Nella scuola sono ripartite le polemiche sui test Invalsi, le prove standardizzate (uguali per tutti) di italiano, matematica e inglese, alle quali sono sottoposti ogni anno studenti e studentesse in II e V primaria, III secondaria di I grado, II e V secondaria di II grado. L’occasione è stata la decisione del Governo, con il recente decreto PNRR ter, di inserire obbligatoriamente gli esiti individuali dei test nel cosiddetto Curriculum dello studente, che da quest’anno sarà allegato al diploma di maturità. Introdotto dalla Buona scuola del governo Renzi, il Curriculum descrive tutto il percorso di istruzione svolto dallo studente, per aiutarne l’orientamento verso l’Università e il mondo del lavoro. Potrà anche servire a un potenziale datore di lavoro che voglia farsi un’idea più precisa delle conoscenze e competenze del candidato.

L’ostilità storica

Anche se previsto dalla legge, finora le rilevazioni Invalsi non erano mai state incluse nel documento. L’ostilità del mondo della scuola alla pubblicazione dei risultati nasce da due ragioni. La prima è che i test non sarebbero uno strumento adeguato a misurare gli apprendimenti individuali; al massimo – si sostiene – possono mettere in luce alcune caratteristiche del sistema scolastico nel suo insieme. In realtà, dopo oltre vent’anni di applicazione e analisi da parte dell’Invalsi, non vi è motivo di ritenere che le prove non siano in grado di valutare il livello di conoscenza dei singoli studenti. Certo, come in ogni prova possono esserci fattori che portano gli allievi a rendere al di sotto del loro potenziale, ma se si mette in fila tutta la carriera scolastica è verosimile che ci si possa fare un’idea abbastanza precisa delle conoscenze maturate. La seconda ragione per cui una parte importante della scuola si è sempre opposta al fatto che i test siano resi noti al di fuori delle sue mura è il timore di un giudizio sommario sulle capacità degli studenti, che non tenga conto del background sociale e culturale di provenienza.
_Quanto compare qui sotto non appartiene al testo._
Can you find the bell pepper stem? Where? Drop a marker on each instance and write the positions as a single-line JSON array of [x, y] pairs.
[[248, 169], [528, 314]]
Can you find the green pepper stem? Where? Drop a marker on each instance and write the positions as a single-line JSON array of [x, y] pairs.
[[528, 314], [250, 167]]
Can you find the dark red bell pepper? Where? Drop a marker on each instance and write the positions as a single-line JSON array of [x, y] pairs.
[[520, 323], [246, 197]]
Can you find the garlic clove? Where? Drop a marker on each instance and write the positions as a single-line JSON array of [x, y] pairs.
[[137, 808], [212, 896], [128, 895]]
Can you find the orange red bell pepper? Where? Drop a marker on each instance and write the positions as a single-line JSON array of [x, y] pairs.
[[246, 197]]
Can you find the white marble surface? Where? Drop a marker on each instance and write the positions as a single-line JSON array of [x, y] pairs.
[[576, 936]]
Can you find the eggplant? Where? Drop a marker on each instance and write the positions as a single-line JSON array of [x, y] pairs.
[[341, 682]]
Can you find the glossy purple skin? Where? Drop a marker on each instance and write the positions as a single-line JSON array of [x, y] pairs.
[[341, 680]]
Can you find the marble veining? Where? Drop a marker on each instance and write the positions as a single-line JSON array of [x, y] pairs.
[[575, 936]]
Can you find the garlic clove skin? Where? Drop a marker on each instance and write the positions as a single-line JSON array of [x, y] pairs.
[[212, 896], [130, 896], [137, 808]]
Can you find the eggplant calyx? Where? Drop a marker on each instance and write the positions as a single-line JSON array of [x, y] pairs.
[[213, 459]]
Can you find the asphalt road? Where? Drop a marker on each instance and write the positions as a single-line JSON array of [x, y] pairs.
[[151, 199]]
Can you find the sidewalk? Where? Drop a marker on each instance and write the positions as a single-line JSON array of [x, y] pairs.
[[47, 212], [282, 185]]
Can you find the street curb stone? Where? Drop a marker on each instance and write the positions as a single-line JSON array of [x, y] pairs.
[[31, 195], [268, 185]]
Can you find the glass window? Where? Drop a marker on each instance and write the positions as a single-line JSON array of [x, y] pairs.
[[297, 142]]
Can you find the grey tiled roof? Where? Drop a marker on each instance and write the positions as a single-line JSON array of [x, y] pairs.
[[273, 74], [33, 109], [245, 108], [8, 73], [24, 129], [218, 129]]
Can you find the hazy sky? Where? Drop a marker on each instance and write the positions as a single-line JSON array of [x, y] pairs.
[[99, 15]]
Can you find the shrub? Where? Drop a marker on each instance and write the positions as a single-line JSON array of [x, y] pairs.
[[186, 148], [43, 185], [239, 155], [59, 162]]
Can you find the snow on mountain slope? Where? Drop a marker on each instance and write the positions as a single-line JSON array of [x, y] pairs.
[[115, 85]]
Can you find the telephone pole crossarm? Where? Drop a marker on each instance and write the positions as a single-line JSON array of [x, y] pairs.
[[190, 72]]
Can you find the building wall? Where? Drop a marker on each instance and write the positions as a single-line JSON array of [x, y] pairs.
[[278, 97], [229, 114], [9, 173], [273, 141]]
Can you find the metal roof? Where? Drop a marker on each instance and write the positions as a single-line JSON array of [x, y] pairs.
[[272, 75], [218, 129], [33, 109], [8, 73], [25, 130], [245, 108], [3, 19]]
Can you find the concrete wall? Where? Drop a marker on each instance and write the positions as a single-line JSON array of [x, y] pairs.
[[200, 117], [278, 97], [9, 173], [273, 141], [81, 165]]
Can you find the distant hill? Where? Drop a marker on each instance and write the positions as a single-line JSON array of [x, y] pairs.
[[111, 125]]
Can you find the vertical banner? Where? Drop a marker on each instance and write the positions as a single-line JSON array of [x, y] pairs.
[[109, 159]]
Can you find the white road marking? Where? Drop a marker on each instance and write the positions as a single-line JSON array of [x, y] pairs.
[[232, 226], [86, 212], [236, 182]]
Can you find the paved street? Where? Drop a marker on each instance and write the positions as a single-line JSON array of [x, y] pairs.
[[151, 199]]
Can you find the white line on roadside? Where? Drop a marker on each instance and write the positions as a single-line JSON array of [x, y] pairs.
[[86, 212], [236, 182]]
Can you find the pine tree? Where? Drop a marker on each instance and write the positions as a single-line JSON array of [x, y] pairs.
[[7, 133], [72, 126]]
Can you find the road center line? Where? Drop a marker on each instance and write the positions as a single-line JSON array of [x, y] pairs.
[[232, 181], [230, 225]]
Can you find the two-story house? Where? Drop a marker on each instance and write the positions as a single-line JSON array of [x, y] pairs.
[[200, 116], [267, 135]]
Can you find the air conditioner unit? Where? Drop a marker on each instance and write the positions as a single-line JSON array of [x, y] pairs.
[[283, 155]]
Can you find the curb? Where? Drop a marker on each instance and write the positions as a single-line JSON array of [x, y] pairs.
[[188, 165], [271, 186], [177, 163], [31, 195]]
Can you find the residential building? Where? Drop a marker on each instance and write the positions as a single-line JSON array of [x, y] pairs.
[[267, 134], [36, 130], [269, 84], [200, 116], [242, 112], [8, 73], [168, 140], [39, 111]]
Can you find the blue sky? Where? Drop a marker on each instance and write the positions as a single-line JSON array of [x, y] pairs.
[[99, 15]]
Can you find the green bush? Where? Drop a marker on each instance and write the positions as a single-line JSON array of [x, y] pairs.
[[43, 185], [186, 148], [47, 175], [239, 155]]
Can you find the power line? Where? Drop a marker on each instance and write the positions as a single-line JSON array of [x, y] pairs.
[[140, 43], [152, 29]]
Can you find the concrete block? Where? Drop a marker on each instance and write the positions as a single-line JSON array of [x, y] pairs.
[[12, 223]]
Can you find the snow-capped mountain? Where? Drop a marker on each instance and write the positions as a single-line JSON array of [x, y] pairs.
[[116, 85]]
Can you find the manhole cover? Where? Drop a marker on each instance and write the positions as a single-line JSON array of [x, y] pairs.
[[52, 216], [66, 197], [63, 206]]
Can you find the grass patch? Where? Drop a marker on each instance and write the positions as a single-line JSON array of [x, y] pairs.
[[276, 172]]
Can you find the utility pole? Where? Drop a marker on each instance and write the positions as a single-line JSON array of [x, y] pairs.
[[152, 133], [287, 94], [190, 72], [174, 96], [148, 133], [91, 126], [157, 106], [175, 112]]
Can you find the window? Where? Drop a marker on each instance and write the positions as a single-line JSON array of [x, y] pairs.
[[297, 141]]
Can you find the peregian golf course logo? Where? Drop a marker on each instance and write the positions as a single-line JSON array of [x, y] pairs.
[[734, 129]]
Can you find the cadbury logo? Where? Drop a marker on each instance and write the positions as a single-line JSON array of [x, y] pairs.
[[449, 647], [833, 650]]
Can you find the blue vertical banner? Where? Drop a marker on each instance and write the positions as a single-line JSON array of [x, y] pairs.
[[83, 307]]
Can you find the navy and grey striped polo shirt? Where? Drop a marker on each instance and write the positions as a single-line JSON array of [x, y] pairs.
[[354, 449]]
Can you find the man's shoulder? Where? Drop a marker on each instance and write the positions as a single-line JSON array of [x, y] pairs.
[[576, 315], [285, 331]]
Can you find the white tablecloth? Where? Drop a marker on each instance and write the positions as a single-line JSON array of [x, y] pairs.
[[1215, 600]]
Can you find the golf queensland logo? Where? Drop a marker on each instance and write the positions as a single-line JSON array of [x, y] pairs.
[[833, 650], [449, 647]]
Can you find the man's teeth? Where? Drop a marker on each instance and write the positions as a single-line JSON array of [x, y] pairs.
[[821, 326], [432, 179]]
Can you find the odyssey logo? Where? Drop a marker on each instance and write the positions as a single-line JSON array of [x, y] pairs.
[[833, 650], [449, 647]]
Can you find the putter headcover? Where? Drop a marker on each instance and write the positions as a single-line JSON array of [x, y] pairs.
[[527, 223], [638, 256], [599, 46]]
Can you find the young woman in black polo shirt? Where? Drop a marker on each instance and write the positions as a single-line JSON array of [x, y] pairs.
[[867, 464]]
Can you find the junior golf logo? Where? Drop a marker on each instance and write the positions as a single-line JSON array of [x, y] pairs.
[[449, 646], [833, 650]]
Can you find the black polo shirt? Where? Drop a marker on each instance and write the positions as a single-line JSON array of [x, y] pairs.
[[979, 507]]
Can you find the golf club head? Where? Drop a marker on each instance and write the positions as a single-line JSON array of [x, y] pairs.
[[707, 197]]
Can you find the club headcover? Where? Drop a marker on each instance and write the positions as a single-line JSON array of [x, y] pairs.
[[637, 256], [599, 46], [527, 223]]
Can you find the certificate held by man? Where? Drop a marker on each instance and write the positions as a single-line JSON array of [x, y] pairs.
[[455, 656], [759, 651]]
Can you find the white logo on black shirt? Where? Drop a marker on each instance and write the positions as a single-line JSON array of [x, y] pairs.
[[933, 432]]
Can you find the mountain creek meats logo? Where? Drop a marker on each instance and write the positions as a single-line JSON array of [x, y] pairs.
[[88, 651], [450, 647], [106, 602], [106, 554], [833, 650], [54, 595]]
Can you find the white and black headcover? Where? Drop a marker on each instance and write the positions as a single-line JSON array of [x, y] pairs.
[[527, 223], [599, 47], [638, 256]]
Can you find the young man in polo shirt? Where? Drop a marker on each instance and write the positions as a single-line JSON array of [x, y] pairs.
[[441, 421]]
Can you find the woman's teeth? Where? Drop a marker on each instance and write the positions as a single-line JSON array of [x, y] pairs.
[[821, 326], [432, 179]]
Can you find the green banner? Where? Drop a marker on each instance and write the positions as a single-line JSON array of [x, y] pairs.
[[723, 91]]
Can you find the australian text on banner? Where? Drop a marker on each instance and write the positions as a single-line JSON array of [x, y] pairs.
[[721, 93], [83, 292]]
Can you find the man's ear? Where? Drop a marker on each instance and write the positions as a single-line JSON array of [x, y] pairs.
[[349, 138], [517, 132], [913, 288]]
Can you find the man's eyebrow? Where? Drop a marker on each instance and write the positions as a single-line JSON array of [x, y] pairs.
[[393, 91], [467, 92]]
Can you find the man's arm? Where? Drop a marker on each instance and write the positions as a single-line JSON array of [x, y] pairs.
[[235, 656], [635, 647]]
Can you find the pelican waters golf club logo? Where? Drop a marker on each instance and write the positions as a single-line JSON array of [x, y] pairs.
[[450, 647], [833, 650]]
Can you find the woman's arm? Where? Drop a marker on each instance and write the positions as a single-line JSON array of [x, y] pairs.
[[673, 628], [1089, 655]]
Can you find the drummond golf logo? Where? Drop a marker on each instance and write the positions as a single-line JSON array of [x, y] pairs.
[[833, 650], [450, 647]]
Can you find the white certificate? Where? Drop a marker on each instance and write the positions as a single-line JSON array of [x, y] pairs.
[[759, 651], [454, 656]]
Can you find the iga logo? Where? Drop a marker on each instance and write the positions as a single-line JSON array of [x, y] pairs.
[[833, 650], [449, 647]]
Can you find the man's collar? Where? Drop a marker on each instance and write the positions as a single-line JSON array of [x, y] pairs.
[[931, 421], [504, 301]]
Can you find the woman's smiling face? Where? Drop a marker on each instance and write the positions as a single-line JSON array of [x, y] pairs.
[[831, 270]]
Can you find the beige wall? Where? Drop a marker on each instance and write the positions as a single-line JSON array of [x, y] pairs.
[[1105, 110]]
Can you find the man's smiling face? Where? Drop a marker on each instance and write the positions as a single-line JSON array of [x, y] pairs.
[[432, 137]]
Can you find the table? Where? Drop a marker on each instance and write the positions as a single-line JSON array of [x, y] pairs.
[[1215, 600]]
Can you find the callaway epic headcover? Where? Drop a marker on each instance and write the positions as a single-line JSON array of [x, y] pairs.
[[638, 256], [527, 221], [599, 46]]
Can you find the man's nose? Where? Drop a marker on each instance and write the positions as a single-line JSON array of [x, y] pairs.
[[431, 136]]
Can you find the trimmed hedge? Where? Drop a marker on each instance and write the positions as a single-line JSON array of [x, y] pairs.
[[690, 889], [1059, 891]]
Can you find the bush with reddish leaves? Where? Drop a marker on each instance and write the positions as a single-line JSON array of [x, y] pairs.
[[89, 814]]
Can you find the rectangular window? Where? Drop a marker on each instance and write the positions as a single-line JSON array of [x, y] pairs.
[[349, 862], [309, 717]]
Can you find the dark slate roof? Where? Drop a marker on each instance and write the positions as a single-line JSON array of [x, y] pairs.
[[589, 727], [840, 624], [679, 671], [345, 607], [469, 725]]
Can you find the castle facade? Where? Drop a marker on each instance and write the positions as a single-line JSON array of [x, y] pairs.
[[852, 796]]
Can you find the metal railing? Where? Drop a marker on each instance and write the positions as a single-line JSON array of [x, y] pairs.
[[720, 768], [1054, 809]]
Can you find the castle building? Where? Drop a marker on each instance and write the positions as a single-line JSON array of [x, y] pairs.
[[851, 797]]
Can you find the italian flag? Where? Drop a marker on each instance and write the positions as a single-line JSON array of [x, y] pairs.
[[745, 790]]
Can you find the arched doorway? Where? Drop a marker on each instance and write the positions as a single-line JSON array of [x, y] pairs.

Il progresso nella carriera scolastica

In generale, credo che la strada di non rivelare le informazioni, anziché spiegarle, sia sbagliata, perché induce l’osservatore esterno a formulare un’opinione – che comunque si farà – su percezioni arbitrarie, anziché su dati oggettivi. In ogni caso, oggi le rilevazioni dell’Invalsi permettono di misurare il progresso di ciascun studente nell’arco di tutta la carriera, tenendo in conto le condizioni di partenza: misure che sarebbe auspicabile inserire nel curriculum, insieme al resoconto del percorso svolto da parte degli insegnanti. Di fronte a questa opposizione, i vari ministri – e lo stesso Invalsi – hanno preferito non solleticare la reazione delle scuole, temendo boicottaggi o “taroccamenti” (cheating) da parte degli studenti o dei docenti stessi. Per fortuna, a partire dal 2019, le prove si tengono al computer, senza alcuna possibilità di modificarne gli esiti; inoltre senza la partecipazione al test non si può sostenere l’esame di maturità. Oggi è dunque possibile applicare in pieno la legge. Ma la vera novità di questa misura è avviare a un inesorabile tramonto l’attuale esame di maturità, che sebbene celebrato ogni anno da articoli e film rievocativi è ormai un esercizio futile. Non è selettivo: il 99,5% dei candidati lo supera. Non è oggettivo: come sappiamo, ogni commissione applica i propri criteri di giudizio, con il risultato paradossale che i voti di maturità al Sud sono nettamente più elevati che al Nord, laddove ogni prova standardizzata nazionale e internazionale dice il contrario. Soprattutto, non fornisce informazioni utili al potenziale datore di lavoro o all’università che si vuole frequentare: tant’è che queste ultime hanno rinunciato da anni a tener conto del voto di maturità ed effettuano propri test di ingresso. Se, come avviene in molti paesi, alla maturità sostituissimo un insieme di prove standardizzate in alcune discipline di base, unite a prove corrette centralmente in altre, aumentandone l’oggettività, l’esame finale ritornerebbe a fornire informazioni affidabili, in primo luogo allo studente, in vista di ciò che farà dopo.